The Sabre seems to have universal appeal. Of the top 20 finishers in the 2007 Victorian titles, boats were from seven different clubs and included seven seniors (aged 30-39), seven masters (40-50), four grand masters (50-59) and two great-grand masters (60-plus). Ages across the fleet ranged from 14 to 70-plus and sailing experience from one or two seasons to more than 60 years.
The class offers great racing and family fun without breaking the bank or having to be a super athlete to stay competitive. If you are reasonably fit and sail often, you can have a ball in a Sabre without feeling too sore afterwards.
The Sabre is also a great boat to learn in and to teach young children how to sail. With its large cockpit and high topsides an adult and two small children can enjoy a safe sail together.
The Sabre is also responsible for the development of many of Australia's best sailors. Sarah Blanck, Ricky Ironmonger, Arthur Brett, Peter Cook, Wayne Bates, Peter Wilson, Stuart Wallace, Alan Riley, Stewart Rose, Jenni Lidgett and Krystal Weir are just a few who have sailed Sabres and gone on to become top Australian and international sailors.

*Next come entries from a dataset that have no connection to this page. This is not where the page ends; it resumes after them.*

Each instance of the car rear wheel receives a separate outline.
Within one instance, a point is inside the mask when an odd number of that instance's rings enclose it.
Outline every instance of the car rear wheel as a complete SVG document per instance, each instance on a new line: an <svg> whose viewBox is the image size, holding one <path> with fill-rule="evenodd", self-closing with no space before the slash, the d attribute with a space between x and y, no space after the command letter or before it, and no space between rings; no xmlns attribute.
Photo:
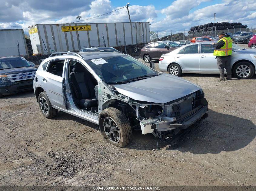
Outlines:
<svg viewBox="0 0 256 191"><path fill-rule="evenodd" d="M132 136L131 128L121 111L109 107L101 111L100 116L100 129L108 142L119 147L130 143Z"/></svg>
<svg viewBox="0 0 256 191"><path fill-rule="evenodd" d="M172 64L170 65L168 68L168 72L170 74L177 76L180 76L182 74L181 68L177 64Z"/></svg>
<svg viewBox="0 0 256 191"><path fill-rule="evenodd" d="M144 62L146 63L149 63L151 59L150 56L148 54L146 55L144 57Z"/></svg>
<svg viewBox="0 0 256 191"><path fill-rule="evenodd" d="M250 78L255 73L254 68L251 63L246 62L238 63L233 69L233 74L240 79Z"/></svg>
<svg viewBox="0 0 256 191"><path fill-rule="evenodd" d="M46 118L54 117L58 114L58 110L52 107L45 92L43 91L39 94L38 103L42 113Z"/></svg>
<svg viewBox="0 0 256 191"><path fill-rule="evenodd" d="M256 44L253 44L250 47L251 49L256 49Z"/></svg>

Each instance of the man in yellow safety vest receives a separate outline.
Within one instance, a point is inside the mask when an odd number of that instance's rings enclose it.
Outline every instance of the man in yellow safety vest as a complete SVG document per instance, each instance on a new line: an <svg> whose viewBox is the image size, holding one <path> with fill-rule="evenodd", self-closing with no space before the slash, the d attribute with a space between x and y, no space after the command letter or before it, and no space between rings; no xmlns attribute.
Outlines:
<svg viewBox="0 0 256 191"><path fill-rule="evenodd" d="M215 49L213 55L216 56L217 65L220 70L220 80L225 80L224 68L227 72L226 79L231 79L230 59L232 54L232 39L224 31L218 33L219 40L217 43L213 43Z"/></svg>

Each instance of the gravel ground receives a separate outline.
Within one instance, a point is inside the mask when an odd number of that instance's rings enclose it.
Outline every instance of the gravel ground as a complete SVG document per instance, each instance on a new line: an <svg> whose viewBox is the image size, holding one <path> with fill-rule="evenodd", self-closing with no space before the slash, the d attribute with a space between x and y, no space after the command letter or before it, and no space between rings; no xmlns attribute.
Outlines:
<svg viewBox="0 0 256 191"><path fill-rule="evenodd" d="M209 117L158 150L151 134L134 132L120 148L86 121L61 112L48 119L32 91L0 99L0 185L255 185L256 77L218 77L182 76L204 90Z"/></svg>

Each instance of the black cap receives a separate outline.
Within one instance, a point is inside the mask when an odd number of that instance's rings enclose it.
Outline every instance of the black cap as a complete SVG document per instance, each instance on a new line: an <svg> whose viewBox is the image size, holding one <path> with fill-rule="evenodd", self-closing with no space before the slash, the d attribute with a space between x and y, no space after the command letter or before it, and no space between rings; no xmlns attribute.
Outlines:
<svg viewBox="0 0 256 191"><path fill-rule="evenodd" d="M219 32L219 33L218 33L218 36L219 36L221 34L227 34L227 33L225 33L224 31L221 31L221 32Z"/></svg>

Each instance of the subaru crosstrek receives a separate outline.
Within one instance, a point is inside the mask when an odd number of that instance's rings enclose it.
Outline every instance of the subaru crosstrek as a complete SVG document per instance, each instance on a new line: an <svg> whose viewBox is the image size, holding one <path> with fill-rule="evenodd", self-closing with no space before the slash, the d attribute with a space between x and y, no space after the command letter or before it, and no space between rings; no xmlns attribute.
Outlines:
<svg viewBox="0 0 256 191"><path fill-rule="evenodd" d="M35 66L22 57L0 58L0 97L32 90Z"/></svg>
<svg viewBox="0 0 256 191"><path fill-rule="evenodd" d="M208 110L197 85L118 53L53 53L33 86L45 117L60 110L98 124L104 138L120 147L131 141L132 129L168 138Z"/></svg>

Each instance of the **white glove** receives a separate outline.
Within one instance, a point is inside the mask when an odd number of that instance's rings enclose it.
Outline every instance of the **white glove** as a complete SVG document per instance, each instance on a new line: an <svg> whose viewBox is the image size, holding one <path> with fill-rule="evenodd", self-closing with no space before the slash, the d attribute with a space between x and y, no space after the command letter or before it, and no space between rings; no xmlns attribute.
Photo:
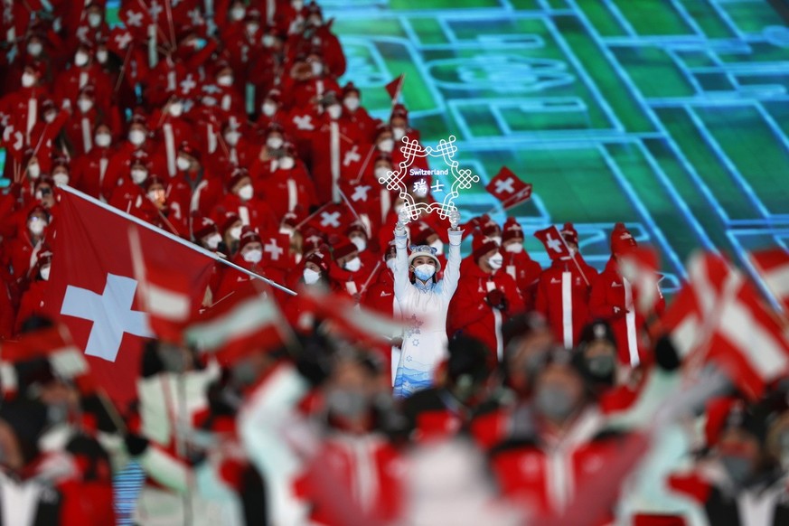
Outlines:
<svg viewBox="0 0 789 526"><path fill-rule="evenodd" d="M449 225L452 227L452 230L456 230L457 225L460 224L460 211L456 208L453 208L449 211L449 213L446 214L446 218L449 220Z"/></svg>

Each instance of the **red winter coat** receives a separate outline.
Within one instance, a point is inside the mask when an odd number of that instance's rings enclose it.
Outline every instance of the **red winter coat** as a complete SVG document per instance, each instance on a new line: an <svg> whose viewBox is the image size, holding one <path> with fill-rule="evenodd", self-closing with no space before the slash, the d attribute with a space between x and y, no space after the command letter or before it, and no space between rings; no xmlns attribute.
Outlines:
<svg viewBox="0 0 789 526"><path fill-rule="evenodd" d="M589 284L595 282L597 271L576 255ZM568 274L565 276L565 272ZM569 289L565 292L564 280ZM578 341L581 330L589 322L589 290L578 268L571 259L555 259L540 276L534 308L548 320L556 341L572 348Z"/></svg>

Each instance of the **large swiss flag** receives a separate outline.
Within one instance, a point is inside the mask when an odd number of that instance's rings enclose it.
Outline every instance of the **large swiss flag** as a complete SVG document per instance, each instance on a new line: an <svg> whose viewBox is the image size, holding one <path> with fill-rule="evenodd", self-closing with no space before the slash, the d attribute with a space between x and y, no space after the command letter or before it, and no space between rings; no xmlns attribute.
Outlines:
<svg viewBox="0 0 789 526"><path fill-rule="evenodd" d="M143 343L153 336L135 278L129 228L136 225L146 262L177 270L196 302L202 299L213 259L91 197L70 188L60 194L50 314L69 327L96 380L126 408L136 395Z"/></svg>

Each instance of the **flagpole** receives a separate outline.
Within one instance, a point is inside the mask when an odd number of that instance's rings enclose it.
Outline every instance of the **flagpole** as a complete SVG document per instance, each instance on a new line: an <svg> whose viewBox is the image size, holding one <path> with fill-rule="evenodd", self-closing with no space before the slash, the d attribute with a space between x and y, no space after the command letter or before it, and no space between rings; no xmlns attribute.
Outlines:
<svg viewBox="0 0 789 526"><path fill-rule="evenodd" d="M240 265L236 265L232 261L228 261L224 258L218 256L214 252L211 252L210 250L206 250L202 247L199 247L199 246L195 245L194 243L192 243L191 241L187 241L186 240L179 238L178 236L176 236L174 234L171 234L167 230L162 230L159 227L155 227L150 223L146 223L143 220L136 218L135 216L133 216L131 214L126 213L122 210L118 210L115 207L109 206L108 204L107 204L105 202L101 202L100 201L99 201L95 197L92 197L90 195L88 195L87 193L80 192L79 190L77 190L75 188L72 188L69 185L63 185L63 186L58 186L58 190L61 190L63 192L66 192L67 193L70 193L71 195L76 195L77 197L79 197L80 199L84 199L85 201L88 201L89 202L91 202L91 203L95 204L96 206L103 208L104 210L106 210L108 211L110 211L110 212L112 212L116 215L118 215L126 220L128 220L132 222L135 222L141 227L145 227L145 228L148 229L149 230L153 230L154 232L155 232L159 235L164 236L165 238L167 238L173 241L175 241L176 243L183 245L184 247L186 247L188 249L192 249L195 252L199 252L199 253L202 254L203 256L206 256L207 258L213 259L214 261L221 263L222 265L226 265L227 267L230 267L230 268L235 268L239 272L241 272L242 274L246 274L247 276L249 276L250 277L255 277L255 278L259 279L261 281L265 281L266 283L268 283L271 286L273 286L275 288L278 288L279 290L281 290L283 292L286 292L287 294L289 294L291 296L298 296L296 293L296 291L293 291L293 290L287 288L286 286L279 285L276 281L272 281L272 280L268 279L268 277L264 277L263 276L260 276L259 274L252 272L251 270L247 270L243 267L241 267Z"/></svg>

Importantly each of these sailors has added their own ideas to the class, which has resulted in boat speed and boat handling techniques improving as the years go on.
The Sabre started as a wooden boat either for professional or home building. Fibreglass and composite (fibreglass hull/wooden deck) boats have been available for some years, but only in recent times have they become fully competitive.

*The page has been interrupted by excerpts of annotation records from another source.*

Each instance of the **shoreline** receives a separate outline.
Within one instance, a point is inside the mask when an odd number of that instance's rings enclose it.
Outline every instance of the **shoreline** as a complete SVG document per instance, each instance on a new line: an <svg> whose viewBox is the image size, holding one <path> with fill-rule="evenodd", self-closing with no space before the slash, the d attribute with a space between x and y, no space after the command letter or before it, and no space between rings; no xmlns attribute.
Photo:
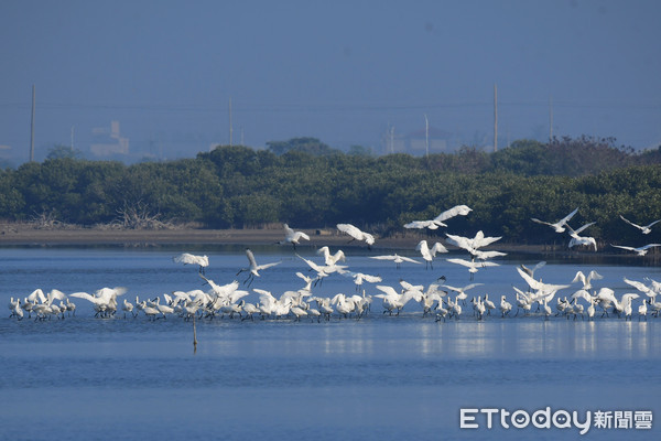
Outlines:
<svg viewBox="0 0 661 441"><path fill-rule="evenodd" d="M366 247L364 243L351 241L350 237L334 228L301 229L311 240L302 240L301 246ZM86 227L37 228L30 224L0 224L0 247L3 246L126 246L152 247L169 245L275 245L284 239L281 228L260 229L101 229ZM415 249L418 243L426 239L430 245L441 241L441 235L427 235L420 232L403 232L391 237L377 237L375 249ZM284 245L283 245L284 246ZM448 246L448 249L455 247ZM562 246L517 245L497 243L489 249L503 252L530 255L588 255L594 252L568 252Z"/></svg>

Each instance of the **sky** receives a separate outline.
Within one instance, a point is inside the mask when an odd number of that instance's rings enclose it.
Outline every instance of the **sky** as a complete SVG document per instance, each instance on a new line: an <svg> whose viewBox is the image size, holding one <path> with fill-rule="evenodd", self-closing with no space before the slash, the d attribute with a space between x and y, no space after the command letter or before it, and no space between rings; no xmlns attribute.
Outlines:
<svg viewBox="0 0 661 441"><path fill-rule="evenodd" d="M657 0L0 2L0 158L130 157L318 138L384 153L563 137L661 146ZM229 103L231 101L231 112ZM231 116L231 123L230 123ZM552 128L551 128L552 126ZM98 132L98 130L97 130ZM113 141L115 142L115 141Z"/></svg>

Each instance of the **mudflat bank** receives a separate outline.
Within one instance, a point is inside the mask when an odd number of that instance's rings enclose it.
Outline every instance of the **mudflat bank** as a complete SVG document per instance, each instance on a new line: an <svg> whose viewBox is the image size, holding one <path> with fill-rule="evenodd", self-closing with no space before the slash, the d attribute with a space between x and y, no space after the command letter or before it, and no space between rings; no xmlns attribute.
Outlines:
<svg viewBox="0 0 661 441"><path fill-rule="evenodd" d="M301 229L311 240L302 240L304 246L328 245L332 247L365 247L364 243L351 241L350 237L335 228ZM426 239L430 245L443 240L440 233L402 232L394 236L377 237L375 249L414 249L418 243ZM0 246L63 246L63 245L271 245L284 239L282 228L263 229L109 229L86 227L39 228L31 224L0 224ZM452 249L452 246L447 246ZM510 252L544 254L561 251L561 245L517 245L496 243L489 247Z"/></svg>

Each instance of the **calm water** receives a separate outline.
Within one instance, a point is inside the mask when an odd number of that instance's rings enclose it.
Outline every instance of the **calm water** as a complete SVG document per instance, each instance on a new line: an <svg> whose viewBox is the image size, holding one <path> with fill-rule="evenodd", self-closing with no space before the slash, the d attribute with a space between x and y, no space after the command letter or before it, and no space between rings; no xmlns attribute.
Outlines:
<svg viewBox="0 0 661 441"><path fill-rule="evenodd" d="M191 250L0 249L0 300L6 305L10 297L36 288L71 293L122 286L130 300L207 289L195 268L172 262ZM290 248L253 250L258 263L282 263L264 270L251 288L280 294L303 286L294 273L306 266ZM230 282L247 265L242 247L193 251L209 256L207 277L218 283ZM447 284L470 282L465 269L443 259L434 270L413 265L397 270L394 263L368 259L366 250L345 252L351 270L379 273L382 284L397 287L400 278L427 284L441 275ZM300 254L321 261L312 248ZM525 289L514 269L521 262L535 263L500 260L500 267L476 275L474 281L485 284L469 292L495 300L507 294L513 303L512 284ZM604 276L593 284L618 295L632 291L624 276L661 280L658 267L598 262L550 261L535 276L568 283L577 270L592 269ZM319 295L354 291L350 279L336 275L314 290ZM582 420L586 410L651 410L655 418L651 432L590 429L587 439L660 433L659 319L545 322L496 315L476 322L465 312L459 321L436 323L422 319L414 302L400 316L383 316L377 300L360 321L198 321L194 353L192 323L99 320L89 303L75 301L76 316L63 321L17 322L7 318L8 310L0 316L0 439L579 438L575 428L488 430L479 418L479 429L459 428L462 408L532 413L545 407L579 411Z"/></svg>

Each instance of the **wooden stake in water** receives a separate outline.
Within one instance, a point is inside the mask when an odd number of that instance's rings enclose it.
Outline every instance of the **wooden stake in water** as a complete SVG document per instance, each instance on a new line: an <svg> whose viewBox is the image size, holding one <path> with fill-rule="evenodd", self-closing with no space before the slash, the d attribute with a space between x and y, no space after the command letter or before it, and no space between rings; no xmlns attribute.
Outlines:
<svg viewBox="0 0 661 441"><path fill-rule="evenodd" d="M195 314L193 314L193 354L197 352L197 330L195 327Z"/></svg>

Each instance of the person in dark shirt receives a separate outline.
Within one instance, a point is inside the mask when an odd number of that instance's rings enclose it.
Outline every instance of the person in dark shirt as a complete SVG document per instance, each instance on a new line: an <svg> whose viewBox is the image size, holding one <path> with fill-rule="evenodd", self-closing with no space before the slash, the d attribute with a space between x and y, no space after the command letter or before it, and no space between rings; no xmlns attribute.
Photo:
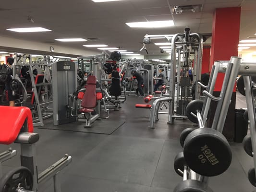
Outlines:
<svg viewBox="0 0 256 192"><path fill-rule="evenodd" d="M12 72L11 70L11 67L12 65L14 62L14 59L13 57L10 57L7 58L7 63L6 65L10 69L10 72ZM11 72L12 74L12 72ZM12 95L12 91L11 89L10 86L10 82L12 80L12 78L11 74L10 74L7 78L7 81L5 84L5 90L7 91L7 95L8 97L8 101L9 102L9 106L10 107L15 107L15 96Z"/></svg>
<svg viewBox="0 0 256 192"><path fill-rule="evenodd" d="M140 96L139 96L139 97L144 96L144 93L143 93L142 86L142 85L143 84L143 77L142 77L142 75L141 75L140 73L137 72L135 70L132 70L131 72L131 74L132 75L133 77L135 77L137 81L138 81L138 88L136 90L136 93L138 94L138 92L140 93Z"/></svg>
<svg viewBox="0 0 256 192"><path fill-rule="evenodd" d="M157 83L157 84L155 85L155 86L154 87L154 91L153 92L155 92L158 90L158 87L163 84L164 83L164 74L163 73L163 71L162 69L158 69L158 72L159 74L158 75L158 76L157 77L157 79L158 79L158 81Z"/></svg>

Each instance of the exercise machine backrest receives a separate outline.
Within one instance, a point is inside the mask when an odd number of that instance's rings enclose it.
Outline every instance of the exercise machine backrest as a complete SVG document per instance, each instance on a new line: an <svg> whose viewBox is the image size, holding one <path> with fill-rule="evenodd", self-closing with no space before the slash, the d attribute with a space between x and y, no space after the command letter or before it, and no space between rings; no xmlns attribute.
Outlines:
<svg viewBox="0 0 256 192"><path fill-rule="evenodd" d="M20 132L33 132L32 116L30 109L25 107L0 106L1 119L0 144L13 143ZM26 120L26 126L23 126Z"/></svg>
<svg viewBox="0 0 256 192"><path fill-rule="evenodd" d="M112 79L110 95L113 96L120 96L122 94L119 73L117 71L112 72Z"/></svg>
<svg viewBox="0 0 256 192"><path fill-rule="evenodd" d="M85 93L82 100L81 106L85 108L94 108L96 107L96 77L89 76L87 80Z"/></svg>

Botterill-built composite boats performed well in the 2003 and 2004 nationals and more recently Brett Young from YMS Marine in Adelaide has built some all fibreglass boats which are very competitive, as well as making some very impressive Sabre foils.
There are now seven official builders of the Sabre across Australia, with the more recent appointees being YMS Marine in Adelaide and in Victoria Martin Sly of JL Sly Marine, appointed following the retirement of Rob Botterill in Melbourne.

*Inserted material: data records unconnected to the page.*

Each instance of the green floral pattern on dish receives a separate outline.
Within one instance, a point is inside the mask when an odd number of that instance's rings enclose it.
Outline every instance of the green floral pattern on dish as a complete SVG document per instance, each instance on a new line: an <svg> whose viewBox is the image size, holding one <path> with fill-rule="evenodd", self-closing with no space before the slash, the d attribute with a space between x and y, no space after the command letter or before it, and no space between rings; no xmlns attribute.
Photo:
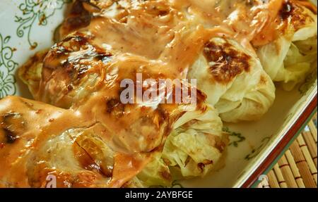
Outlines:
<svg viewBox="0 0 318 202"><path fill-rule="evenodd" d="M8 46L10 36L0 33L0 99L16 94L16 79L12 72L18 64L12 60L13 49Z"/></svg>
<svg viewBox="0 0 318 202"><path fill-rule="evenodd" d="M18 6L21 15L16 15L15 22L19 23L16 34L19 37L27 36L31 49L37 46L37 42L31 39L32 29L35 24L47 25L47 20L54 15L57 9L61 9L71 0L24 0Z"/></svg>

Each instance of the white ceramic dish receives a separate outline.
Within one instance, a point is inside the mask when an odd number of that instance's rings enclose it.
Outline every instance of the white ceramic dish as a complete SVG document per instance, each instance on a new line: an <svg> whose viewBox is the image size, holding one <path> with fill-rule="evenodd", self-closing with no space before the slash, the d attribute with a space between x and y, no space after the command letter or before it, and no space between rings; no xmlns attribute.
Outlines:
<svg viewBox="0 0 318 202"><path fill-rule="evenodd" d="M69 1L42 0L42 4L36 4L38 1L0 2L0 99L13 94L31 98L27 87L16 76L16 70L37 51L53 44L54 30L63 20ZM316 75L292 92L278 89L274 105L261 120L227 125L232 135L224 168L204 179L180 182L180 184L185 187L251 187L314 111L317 91Z"/></svg>

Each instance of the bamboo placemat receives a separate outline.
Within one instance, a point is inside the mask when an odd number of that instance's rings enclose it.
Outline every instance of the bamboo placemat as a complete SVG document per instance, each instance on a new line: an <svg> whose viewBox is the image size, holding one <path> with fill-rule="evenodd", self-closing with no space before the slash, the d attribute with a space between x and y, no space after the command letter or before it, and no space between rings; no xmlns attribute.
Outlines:
<svg viewBox="0 0 318 202"><path fill-rule="evenodd" d="M317 188L317 115L314 115L259 187Z"/></svg>

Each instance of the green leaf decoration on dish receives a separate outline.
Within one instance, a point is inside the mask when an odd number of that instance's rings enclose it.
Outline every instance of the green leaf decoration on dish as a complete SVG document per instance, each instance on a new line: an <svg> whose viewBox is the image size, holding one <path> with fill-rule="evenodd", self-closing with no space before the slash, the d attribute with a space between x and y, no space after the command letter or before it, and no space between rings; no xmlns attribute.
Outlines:
<svg viewBox="0 0 318 202"><path fill-rule="evenodd" d="M35 49L37 42L31 39L34 25L47 25L48 19L54 15L55 11L61 9L65 4L71 1L71 0L25 0L18 6L21 15L15 16L15 22L19 23L16 34L20 38L26 35L31 49Z"/></svg>
<svg viewBox="0 0 318 202"><path fill-rule="evenodd" d="M261 149L264 148L265 145L269 143L269 140L271 139L270 137L266 137L264 139L261 140L261 144L260 146L259 146L257 148L253 149L250 153L246 156L245 160L249 160L252 159L253 158L256 157L261 151Z"/></svg>
<svg viewBox="0 0 318 202"><path fill-rule="evenodd" d="M16 78L13 71L18 64L11 58L14 49L7 44L10 36L4 37L0 33L0 99L16 94Z"/></svg>
<svg viewBox="0 0 318 202"><path fill-rule="evenodd" d="M227 127L224 127L223 129L223 131L224 132L228 133L230 135L230 137L233 137L233 139L235 139L235 140L230 142L228 146L232 145L235 147L237 147L239 143L242 142L242 141L245 141L245 139L246 139L246 138L244 136L242 136L242 134L235 132L232 132Z"/></svg>

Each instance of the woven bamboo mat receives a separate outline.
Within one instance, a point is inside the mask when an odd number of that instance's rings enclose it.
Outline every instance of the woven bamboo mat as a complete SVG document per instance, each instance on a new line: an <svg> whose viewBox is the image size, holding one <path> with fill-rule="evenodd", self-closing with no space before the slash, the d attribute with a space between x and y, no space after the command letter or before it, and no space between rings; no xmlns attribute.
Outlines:
<svg viewBox="0 0 318 202"><path fill-rule="evenodd" d="M316 114L259 187L317 188L317 139Z"/></svg>

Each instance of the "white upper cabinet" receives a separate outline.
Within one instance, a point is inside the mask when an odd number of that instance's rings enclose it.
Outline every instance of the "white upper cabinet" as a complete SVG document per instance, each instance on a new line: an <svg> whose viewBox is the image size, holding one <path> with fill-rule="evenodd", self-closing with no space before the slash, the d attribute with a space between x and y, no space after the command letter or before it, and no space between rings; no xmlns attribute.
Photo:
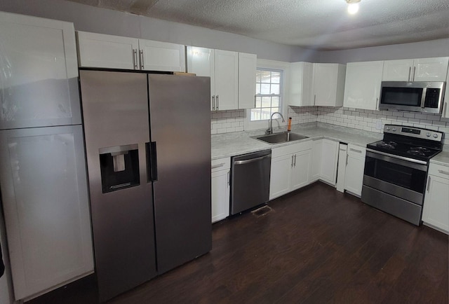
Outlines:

Following trends in life where everyone seems to be living busier lives the association is seeing more boats being ordered through the official class builders and completed to sailaway stage and most of these are fiberglass boats simply because of the maintenance and construction advantages.
One advantage of the Sabre has been its low entry cost. Prices range from $2500 for a decent second-hand entry level race boat through to $10,000 plus for a new fibreglass boat in sailaway fitout with the latest Ronstan gear, racing sail and beach dolly.
A new racing sail is approx $500-$600 and like any sailboat, the fitout costs as much as your budget is willing to bear.
Over the course of the Sabre's racing history one name stands out ð Bates ð firstly Russell and then his younger brother Wayne. Wayne has won more Sabre national and state titles than any other competitor and he and his family have been stalwarts of the class for well over 25 years, ever since their father Peter introduced the class to Blairgowrie Yacht Squadron in 1976.
Like any competitive sailor, Wayne is mentally and physically very strong and has an ability to change gears on the race course better than his rivals. He simply hikes harder for longer than anyone else and knows how to select power or height mode faster than anyone else.
Because of the size of the Sabre fleets at championship level, knowing how to get good starts consistently is vital if you wish to play at the front of the pack. Wayne's advice for Sabre sailors is to keep the boat powered up with a looser than normal vang and outhaul just prior to the gun to improve manoeuvrability, crank the vang back on and accelerate with three to five seconds to go and then have a zen-like focus on boat speed for the next few minutes out of the blocks while keeping an eye on the compass for the next shift.
The predominant sail-makers in the class are John Hooper and Lindsay Irwin, who have both put in significant development time over the years with racers of all ages and sizes. The sail measurements are flexible enough to allow a sail to be built that suits an individual's height and weight yet remain within the class rules.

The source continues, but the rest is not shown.